Kyle had to show me how to get into the harness because I'd fallen out of the habit of wearing a parachute since those days when I flew as a passenger with the former Trans-Texas Airways.
Actually, though, this was only the second time I'd ever put on a parachute. The first time was several years ago and that was for my first ride in a Stearman. It was an FAA requirement for that ride because we were doing acrobatics.
That first ride in a Stearman was a memorable experience. It was shortly after I'd completed active duty in the military. I'd gone back to college and was working part-time at a radio station in Sherman, Texas. The station's owner, Glen Duncan, had a Stearman and was acrobatics rated. When Glen asked me if I wanted to fly with him some time, he didn't have to twist my arm.

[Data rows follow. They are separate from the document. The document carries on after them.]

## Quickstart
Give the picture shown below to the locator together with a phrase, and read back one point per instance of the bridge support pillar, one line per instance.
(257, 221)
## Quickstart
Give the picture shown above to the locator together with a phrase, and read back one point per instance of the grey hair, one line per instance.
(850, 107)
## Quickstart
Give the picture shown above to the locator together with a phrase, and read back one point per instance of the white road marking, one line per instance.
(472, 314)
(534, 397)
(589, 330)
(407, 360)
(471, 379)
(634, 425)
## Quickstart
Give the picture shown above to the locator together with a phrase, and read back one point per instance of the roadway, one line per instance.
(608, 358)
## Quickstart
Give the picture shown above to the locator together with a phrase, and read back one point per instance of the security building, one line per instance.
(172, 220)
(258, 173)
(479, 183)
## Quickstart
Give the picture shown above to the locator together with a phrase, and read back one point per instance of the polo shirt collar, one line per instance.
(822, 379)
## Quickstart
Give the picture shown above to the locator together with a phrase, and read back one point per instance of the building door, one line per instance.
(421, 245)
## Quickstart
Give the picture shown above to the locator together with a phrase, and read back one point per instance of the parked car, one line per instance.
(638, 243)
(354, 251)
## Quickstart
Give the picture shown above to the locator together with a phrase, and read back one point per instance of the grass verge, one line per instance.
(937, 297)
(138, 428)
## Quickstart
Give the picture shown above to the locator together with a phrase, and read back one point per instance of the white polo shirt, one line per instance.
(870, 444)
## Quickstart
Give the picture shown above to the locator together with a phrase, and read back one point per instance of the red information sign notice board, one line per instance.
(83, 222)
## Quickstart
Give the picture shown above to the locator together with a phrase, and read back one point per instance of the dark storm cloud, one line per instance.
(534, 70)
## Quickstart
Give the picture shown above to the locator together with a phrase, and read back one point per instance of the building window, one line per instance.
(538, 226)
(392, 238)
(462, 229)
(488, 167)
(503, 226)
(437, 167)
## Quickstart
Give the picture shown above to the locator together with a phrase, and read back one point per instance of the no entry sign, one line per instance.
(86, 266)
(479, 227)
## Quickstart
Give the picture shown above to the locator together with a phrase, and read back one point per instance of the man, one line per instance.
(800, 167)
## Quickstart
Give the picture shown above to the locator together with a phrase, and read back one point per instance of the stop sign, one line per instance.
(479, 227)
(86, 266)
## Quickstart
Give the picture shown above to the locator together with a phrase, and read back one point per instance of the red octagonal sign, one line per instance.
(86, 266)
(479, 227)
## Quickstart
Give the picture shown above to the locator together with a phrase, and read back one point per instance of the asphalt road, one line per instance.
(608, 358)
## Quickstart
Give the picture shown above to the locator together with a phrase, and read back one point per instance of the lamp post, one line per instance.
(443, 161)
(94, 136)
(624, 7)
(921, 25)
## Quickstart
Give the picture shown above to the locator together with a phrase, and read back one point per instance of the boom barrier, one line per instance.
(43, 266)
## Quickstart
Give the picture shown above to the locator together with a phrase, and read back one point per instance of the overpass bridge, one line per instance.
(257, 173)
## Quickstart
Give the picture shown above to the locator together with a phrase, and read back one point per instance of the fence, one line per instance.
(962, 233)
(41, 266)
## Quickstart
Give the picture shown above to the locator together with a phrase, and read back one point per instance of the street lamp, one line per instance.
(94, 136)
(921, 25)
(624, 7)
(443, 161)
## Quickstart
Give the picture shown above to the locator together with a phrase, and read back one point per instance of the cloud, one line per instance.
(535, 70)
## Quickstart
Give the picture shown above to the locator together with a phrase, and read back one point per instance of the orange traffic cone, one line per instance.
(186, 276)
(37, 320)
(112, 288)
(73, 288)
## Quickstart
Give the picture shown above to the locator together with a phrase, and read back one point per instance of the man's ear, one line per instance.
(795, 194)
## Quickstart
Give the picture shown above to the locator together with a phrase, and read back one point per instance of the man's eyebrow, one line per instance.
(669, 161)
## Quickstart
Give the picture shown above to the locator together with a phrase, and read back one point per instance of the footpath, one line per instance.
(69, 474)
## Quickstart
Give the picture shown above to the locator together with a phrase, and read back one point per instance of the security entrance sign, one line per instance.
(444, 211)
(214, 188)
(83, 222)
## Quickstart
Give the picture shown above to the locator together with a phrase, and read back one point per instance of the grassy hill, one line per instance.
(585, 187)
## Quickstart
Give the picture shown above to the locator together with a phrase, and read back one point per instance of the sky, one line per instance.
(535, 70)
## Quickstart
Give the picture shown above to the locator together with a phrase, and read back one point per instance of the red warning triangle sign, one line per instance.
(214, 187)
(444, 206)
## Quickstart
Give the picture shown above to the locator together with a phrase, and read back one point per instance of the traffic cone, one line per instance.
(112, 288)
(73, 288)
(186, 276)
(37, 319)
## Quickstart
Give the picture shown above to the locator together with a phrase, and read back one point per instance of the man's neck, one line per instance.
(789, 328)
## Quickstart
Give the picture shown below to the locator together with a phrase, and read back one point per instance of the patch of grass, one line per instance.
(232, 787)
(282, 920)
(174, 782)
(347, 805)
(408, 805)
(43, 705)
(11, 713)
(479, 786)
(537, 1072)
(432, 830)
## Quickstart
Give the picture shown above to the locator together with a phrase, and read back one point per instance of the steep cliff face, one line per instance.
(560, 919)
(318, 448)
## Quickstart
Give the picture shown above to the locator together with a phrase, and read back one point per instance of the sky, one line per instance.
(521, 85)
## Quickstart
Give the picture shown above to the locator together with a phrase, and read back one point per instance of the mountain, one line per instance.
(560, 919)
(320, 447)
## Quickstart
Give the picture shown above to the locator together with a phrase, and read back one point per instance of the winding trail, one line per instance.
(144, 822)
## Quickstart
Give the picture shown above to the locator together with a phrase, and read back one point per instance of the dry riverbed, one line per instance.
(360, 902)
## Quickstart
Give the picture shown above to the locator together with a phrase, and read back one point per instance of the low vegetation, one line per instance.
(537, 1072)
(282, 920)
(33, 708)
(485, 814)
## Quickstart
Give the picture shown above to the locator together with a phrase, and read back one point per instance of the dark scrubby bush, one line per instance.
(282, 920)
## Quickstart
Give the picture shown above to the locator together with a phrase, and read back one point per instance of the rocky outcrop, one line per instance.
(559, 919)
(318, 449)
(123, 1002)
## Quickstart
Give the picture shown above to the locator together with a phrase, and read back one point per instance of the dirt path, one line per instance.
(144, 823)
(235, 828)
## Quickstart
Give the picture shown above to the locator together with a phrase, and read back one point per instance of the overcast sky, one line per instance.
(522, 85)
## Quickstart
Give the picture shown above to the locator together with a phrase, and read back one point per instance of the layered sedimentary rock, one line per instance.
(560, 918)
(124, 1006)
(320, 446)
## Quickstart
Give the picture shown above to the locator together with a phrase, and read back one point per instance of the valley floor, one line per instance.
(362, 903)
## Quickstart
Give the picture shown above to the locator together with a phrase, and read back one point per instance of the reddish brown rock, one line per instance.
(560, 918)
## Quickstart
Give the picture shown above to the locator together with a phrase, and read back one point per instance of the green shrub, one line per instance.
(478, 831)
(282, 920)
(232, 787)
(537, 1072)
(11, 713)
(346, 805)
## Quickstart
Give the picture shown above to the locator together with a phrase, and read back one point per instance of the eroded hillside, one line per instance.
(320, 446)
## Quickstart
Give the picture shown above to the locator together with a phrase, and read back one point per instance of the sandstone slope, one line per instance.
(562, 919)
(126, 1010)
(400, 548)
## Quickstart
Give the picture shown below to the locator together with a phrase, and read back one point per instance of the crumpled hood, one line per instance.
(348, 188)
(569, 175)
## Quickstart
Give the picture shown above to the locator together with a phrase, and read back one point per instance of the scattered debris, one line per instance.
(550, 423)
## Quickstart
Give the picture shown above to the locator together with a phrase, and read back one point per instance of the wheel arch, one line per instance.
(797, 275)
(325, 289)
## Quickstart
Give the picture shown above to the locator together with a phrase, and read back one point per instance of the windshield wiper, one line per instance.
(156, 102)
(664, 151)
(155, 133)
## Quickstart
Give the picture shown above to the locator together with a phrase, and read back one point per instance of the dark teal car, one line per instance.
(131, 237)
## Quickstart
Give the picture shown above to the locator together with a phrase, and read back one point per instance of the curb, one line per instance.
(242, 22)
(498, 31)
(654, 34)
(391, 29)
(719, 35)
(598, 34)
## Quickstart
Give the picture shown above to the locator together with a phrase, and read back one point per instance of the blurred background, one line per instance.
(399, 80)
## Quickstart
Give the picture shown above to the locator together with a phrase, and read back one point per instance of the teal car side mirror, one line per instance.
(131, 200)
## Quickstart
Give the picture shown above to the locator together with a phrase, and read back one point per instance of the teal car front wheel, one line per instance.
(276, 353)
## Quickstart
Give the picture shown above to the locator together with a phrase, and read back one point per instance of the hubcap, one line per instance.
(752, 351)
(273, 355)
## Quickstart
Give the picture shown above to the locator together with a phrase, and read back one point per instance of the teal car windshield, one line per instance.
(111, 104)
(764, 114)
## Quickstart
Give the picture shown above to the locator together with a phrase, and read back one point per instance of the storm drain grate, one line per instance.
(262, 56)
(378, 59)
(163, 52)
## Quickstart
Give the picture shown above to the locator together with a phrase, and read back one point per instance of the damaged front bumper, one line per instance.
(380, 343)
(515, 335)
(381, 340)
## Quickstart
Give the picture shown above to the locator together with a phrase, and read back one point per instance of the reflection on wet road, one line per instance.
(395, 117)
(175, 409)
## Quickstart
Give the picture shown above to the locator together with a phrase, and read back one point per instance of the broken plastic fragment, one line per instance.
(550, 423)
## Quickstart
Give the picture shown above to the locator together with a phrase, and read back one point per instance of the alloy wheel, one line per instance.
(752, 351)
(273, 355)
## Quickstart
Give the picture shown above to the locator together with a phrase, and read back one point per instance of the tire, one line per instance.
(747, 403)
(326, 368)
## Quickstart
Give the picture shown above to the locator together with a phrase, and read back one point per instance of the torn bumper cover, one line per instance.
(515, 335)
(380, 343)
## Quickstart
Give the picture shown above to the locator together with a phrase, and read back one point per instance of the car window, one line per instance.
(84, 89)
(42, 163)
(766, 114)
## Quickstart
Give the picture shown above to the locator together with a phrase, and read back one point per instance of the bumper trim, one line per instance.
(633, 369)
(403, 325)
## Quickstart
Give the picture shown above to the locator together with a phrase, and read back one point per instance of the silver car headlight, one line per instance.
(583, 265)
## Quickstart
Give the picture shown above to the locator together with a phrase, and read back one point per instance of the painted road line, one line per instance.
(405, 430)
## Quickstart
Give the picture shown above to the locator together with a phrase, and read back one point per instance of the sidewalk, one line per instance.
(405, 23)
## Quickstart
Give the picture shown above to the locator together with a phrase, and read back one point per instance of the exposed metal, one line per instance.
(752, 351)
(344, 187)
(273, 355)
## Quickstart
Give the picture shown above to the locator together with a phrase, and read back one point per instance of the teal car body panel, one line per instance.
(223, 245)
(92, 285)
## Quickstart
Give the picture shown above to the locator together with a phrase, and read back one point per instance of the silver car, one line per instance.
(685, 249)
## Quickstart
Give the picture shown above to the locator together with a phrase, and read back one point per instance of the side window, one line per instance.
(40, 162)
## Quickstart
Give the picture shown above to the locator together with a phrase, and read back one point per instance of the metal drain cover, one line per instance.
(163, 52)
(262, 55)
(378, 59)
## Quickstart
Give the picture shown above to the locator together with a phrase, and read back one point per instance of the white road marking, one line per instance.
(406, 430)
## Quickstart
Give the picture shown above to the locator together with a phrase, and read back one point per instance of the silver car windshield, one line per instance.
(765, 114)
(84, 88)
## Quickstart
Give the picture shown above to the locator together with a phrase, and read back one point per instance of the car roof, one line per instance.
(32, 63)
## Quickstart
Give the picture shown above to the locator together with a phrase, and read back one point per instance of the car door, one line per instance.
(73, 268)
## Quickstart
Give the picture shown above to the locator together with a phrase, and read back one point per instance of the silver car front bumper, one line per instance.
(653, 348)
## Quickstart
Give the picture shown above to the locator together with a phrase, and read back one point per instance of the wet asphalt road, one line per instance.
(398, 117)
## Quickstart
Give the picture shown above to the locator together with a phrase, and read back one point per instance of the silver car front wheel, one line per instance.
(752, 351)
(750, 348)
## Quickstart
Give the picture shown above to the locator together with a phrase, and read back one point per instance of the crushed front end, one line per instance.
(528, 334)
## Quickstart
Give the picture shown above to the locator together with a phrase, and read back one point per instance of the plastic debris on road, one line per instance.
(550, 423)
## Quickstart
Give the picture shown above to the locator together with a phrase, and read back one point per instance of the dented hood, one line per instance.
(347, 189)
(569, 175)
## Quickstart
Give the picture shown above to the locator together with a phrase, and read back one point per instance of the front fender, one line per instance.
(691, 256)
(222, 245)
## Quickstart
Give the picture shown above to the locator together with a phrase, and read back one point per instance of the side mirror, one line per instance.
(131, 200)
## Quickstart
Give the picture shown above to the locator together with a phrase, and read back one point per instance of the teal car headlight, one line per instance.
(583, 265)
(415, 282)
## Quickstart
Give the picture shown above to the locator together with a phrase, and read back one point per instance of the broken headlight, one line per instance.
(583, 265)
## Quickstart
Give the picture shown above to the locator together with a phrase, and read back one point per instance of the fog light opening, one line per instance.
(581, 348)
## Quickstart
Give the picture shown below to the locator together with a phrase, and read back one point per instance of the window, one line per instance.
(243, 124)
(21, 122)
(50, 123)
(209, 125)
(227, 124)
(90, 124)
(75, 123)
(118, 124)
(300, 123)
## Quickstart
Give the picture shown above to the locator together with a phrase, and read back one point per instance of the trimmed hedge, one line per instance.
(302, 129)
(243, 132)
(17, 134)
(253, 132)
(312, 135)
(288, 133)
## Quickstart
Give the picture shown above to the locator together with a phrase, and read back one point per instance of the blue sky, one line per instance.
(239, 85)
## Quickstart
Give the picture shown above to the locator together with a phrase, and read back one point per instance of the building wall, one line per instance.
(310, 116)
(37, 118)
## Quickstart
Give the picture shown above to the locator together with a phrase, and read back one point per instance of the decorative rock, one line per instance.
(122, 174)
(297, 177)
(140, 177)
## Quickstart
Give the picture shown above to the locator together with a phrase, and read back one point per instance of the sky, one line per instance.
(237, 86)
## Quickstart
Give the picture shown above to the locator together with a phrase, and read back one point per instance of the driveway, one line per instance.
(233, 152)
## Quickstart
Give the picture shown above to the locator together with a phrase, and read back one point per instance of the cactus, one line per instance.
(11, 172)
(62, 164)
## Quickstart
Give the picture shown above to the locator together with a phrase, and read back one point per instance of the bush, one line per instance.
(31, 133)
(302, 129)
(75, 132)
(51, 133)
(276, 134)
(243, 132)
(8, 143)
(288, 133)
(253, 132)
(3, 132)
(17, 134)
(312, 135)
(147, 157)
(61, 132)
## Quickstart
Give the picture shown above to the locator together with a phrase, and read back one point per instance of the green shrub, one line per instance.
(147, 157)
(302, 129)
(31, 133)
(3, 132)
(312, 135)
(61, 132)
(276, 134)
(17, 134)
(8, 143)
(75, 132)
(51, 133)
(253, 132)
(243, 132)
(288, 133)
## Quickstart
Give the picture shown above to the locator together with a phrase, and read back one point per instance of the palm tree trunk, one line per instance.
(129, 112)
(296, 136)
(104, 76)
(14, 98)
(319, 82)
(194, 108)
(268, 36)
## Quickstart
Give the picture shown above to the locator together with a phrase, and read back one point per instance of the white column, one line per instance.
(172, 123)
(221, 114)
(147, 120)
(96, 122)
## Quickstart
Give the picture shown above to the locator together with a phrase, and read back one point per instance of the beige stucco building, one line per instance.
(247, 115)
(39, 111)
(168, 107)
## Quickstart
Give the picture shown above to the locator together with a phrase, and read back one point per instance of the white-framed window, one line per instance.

A weekend later, I met him at the airport where he hangered his Stearman. We wheeled the airplane out of the hangar and looked it over. In preparation for the flight, he helped me strap on a parachute, showed me to the front seat, lodged me there, set the mixture and throttle, and gave me a brief lesson on engine starting. Then, I sat on the brakes and flipped a switch a few times as he pulled the prop through, eventually spinning it hard enough that the engine caught.
Glen crawled into the back seat, wearing his own parachute. With the Stearman's big radial engine roaring and the wind whipping over the cockpit, he yelled up to me, "Now, I don't think anything's going to go wrong but, if it does, I'll yell to you, 'Get Out!' And, if you say 'Huh?', you're talking to yourself."
Incidentally, Glenn is mentioned in the Warren Commission's investigation of the Kennedy assassination.